Schluchtartige Strecke, bisher lebensgefährlich
Konkret geht es um nur 900 Meter zwischen Mühltal und Oberau. Teils eine Schluchtstrecke mit einer engen Landesstraße, für Fußgänger und Radfahrer bisher lebensgefährlich.
Klar war es eine Ernüchterung, als die neue Kostenschätzung kam. Die Finanzierung ist mithilfe des Landes aber zu schaffen.
Bürgermeister Hannes Eder
Viele Experten für technische Herausforderung
Das Projekt als „technisch komplex“ zu bezeichnen, ist wohl eine Untertreibung. Nötig waren Rodungsarbeiten, umfangreiche Bodenerkundungen (Schürfe) und eine Brücke bei der Talmühle (der Weg wechselt dort die Bachseite).
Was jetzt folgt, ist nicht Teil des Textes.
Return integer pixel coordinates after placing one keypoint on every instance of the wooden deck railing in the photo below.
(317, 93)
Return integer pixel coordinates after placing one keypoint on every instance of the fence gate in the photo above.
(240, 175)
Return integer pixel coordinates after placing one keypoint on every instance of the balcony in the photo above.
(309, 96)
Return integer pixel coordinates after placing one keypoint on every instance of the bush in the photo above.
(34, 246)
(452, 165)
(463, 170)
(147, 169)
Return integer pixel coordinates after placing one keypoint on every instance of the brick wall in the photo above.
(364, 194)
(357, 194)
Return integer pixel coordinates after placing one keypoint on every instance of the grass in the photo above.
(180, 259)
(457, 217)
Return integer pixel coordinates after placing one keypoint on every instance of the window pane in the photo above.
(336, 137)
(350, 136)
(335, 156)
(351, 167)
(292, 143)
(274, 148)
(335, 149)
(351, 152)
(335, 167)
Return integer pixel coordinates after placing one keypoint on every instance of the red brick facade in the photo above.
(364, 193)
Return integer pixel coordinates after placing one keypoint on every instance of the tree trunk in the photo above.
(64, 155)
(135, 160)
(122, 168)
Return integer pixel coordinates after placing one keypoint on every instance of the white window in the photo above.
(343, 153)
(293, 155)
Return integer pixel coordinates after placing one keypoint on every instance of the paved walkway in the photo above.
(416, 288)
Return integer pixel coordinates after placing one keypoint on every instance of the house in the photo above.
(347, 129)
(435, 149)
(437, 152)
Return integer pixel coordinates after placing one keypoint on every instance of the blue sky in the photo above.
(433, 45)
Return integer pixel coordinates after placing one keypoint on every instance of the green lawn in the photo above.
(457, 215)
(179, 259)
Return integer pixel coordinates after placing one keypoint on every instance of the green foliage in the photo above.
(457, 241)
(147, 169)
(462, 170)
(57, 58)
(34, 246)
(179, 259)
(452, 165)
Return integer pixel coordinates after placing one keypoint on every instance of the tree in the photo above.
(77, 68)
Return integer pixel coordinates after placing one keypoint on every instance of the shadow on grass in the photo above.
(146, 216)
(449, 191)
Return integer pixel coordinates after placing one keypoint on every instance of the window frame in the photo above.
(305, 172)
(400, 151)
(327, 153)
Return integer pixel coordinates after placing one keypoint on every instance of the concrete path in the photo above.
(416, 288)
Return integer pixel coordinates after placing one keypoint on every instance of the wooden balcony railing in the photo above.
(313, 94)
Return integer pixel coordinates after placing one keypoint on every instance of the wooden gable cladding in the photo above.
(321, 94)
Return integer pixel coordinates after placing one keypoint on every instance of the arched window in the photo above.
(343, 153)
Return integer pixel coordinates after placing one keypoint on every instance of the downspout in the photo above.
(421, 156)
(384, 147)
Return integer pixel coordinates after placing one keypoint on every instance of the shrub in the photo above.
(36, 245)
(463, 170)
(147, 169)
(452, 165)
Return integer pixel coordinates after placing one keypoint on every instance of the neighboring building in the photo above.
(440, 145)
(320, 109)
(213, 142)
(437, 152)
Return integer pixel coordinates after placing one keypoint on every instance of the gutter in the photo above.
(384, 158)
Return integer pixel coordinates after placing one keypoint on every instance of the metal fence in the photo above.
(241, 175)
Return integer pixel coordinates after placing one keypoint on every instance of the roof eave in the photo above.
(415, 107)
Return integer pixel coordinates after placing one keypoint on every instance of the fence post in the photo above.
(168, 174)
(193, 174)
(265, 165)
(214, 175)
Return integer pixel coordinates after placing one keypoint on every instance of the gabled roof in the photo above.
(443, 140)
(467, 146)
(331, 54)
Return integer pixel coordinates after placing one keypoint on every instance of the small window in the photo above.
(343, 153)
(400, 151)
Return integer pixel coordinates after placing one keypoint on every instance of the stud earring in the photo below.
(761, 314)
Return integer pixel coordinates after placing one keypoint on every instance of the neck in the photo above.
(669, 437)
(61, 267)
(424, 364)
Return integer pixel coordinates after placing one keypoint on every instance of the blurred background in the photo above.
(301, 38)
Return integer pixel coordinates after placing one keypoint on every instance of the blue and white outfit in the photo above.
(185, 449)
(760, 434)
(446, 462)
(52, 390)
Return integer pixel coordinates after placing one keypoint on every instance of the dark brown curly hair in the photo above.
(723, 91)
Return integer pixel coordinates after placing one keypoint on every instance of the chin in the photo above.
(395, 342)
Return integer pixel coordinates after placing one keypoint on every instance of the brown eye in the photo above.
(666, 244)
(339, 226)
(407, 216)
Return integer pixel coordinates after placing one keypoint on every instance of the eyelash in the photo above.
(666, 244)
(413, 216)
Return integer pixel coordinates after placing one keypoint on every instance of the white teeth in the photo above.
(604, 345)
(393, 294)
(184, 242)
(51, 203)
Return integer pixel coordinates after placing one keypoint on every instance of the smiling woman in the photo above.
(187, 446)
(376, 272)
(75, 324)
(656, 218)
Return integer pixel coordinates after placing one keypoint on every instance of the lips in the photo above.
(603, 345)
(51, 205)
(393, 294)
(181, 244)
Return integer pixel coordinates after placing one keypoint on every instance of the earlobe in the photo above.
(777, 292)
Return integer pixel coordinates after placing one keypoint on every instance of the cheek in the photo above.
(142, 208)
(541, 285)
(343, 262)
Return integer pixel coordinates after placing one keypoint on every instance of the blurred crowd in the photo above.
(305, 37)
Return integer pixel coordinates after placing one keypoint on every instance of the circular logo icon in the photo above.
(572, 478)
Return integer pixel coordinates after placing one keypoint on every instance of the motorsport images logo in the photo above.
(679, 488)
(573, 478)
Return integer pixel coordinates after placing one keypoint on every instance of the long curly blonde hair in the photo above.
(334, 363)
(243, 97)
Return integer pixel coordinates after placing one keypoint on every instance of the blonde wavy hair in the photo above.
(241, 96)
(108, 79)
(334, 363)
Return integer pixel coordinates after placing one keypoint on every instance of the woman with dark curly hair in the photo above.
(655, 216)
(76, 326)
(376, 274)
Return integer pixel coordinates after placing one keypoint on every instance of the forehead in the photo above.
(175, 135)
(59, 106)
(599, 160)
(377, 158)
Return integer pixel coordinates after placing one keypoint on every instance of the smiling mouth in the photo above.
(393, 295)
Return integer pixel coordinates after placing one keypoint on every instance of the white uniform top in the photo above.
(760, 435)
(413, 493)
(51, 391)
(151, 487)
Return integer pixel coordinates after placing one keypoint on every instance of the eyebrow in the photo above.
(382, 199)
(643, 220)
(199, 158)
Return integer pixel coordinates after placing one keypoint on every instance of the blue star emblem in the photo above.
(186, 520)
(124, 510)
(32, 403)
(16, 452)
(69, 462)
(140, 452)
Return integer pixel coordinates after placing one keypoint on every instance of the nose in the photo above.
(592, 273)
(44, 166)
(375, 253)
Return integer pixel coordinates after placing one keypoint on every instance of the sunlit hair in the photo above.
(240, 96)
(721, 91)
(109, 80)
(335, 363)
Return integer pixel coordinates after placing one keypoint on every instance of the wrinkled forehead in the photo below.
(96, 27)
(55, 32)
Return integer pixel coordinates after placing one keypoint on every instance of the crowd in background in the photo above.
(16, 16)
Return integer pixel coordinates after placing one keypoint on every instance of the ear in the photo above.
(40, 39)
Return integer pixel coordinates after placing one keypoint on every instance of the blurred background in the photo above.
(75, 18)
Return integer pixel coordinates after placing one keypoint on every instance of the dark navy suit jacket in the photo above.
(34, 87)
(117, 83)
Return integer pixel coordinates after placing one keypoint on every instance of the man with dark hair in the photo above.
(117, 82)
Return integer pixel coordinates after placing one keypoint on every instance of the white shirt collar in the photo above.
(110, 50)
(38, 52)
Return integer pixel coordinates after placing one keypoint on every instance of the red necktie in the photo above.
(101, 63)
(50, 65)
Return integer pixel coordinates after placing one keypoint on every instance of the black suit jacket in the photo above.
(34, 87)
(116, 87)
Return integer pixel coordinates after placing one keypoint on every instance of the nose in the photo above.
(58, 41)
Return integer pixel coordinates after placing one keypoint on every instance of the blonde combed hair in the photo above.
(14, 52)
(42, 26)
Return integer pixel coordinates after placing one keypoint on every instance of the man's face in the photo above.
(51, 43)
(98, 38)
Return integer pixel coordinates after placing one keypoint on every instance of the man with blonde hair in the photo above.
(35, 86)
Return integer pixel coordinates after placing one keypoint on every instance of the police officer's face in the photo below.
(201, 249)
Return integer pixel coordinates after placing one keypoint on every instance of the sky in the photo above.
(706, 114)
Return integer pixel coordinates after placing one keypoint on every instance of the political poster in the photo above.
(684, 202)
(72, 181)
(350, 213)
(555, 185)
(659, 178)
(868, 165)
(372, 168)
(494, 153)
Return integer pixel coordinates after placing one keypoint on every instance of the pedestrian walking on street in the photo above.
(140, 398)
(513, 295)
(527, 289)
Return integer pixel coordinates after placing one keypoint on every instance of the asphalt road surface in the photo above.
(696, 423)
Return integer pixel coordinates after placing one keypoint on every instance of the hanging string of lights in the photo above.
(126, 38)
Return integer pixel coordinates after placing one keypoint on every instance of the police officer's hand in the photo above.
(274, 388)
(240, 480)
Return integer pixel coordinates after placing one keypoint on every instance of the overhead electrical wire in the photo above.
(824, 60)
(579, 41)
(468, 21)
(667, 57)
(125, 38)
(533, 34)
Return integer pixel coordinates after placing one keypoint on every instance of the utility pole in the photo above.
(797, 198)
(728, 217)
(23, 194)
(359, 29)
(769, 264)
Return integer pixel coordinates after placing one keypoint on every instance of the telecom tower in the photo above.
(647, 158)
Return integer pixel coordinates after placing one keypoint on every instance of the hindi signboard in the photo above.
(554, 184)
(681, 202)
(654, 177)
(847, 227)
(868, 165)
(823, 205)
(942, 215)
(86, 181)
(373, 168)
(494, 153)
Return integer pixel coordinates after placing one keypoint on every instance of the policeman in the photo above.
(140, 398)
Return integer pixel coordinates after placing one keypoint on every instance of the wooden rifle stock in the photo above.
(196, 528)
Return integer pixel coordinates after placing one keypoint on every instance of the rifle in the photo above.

Diverse Experten zerbrachen sich den Kopf über Statik, Geologie, Naturkunde, Gewässerökologie bis hin zur Wildbach- und Lawinenverbauung. Zuletzt wurde noch klar, dass 1800 m² Spritzbetonsicherung nötig sind, dazu müssen 1600 m³ des schlechten Untergrundes überhaupt ausgetauscht werden.
Wir sind im Gebirgsland, da gibt es viele herausfordernde Radweg-Lücken.
Landesbaudirektor Christian Molzer
Bauzeit nur in Niedrigwasserperiode
Das Vergabeverfahren ist in der Endphase. „Geplanter Start ist am 4. November. Zwischen Mai und September kann am Bach nicht gebaut werden“, sagt der Dorfchef. Ist das der teuerste Radweg Tirols? Landesbaudirektor Christian Molzer zur „Krone“: „Nein, wir sind im Gebirgsland, da gibt es viele herausfordernde Radweg-Lücken.“
Radfahren abwärts trotzdem auf der Straße
Die Pointe beim Wildschönauer Millionenprojekt ist aber: Talwärts müssen Radfahrer weiter die Landesstraße (L3) nutzen, weil sie sonst den Fußgängern gefährlich in die Quere kommen.